Override a member function with different return type

梦想与她 提交于 2019-11-27 20:33:18

Overriding essentially means that either the Base class method or the Derived class method will be called at run-time depending on the actual object pointed by the pointer.
It implies that:
i.e: Every place where the Base class method can be called can be replaced by call to Derived class method without any change to calling code.

In order to achieve this the only possible way is to restrict the return types of the overriding virtual methods to return the same type as the Base class or a type derived from that(co-variant return types) and the Standard enforces this condition.

If the above condition was not in place it would leave a window to break the existing code by addition of new functionality.

In order to override a virtual function, the return value must be exactly the same*. C++ will not automatically convert between double and int here - after all, how would it know what return type you want when calling from a derived class pointer? Note that if you change part of the signature (parameters, const-ness, etc), then you can change the return value as well.

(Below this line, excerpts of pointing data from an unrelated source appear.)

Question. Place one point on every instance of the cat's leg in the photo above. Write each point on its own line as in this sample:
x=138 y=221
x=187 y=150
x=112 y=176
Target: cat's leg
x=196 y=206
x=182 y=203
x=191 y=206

* - strictly speaking, it must be 'covariant'. What this means is that the type you return must be a subset of the parent function's return type. For example, if the parent class returns a base *, you could return a derived *. Since deriveds are simultaneously also bases, the compiler lets you override in this manner. But you can't return totally unrelated types such as int and double; just because there's an implicit conversion doesn't mean the compiler will let you do this kind of override.

ezod

See this question. To summarize, you can only override a virtual function using a different return type if the types are covariant.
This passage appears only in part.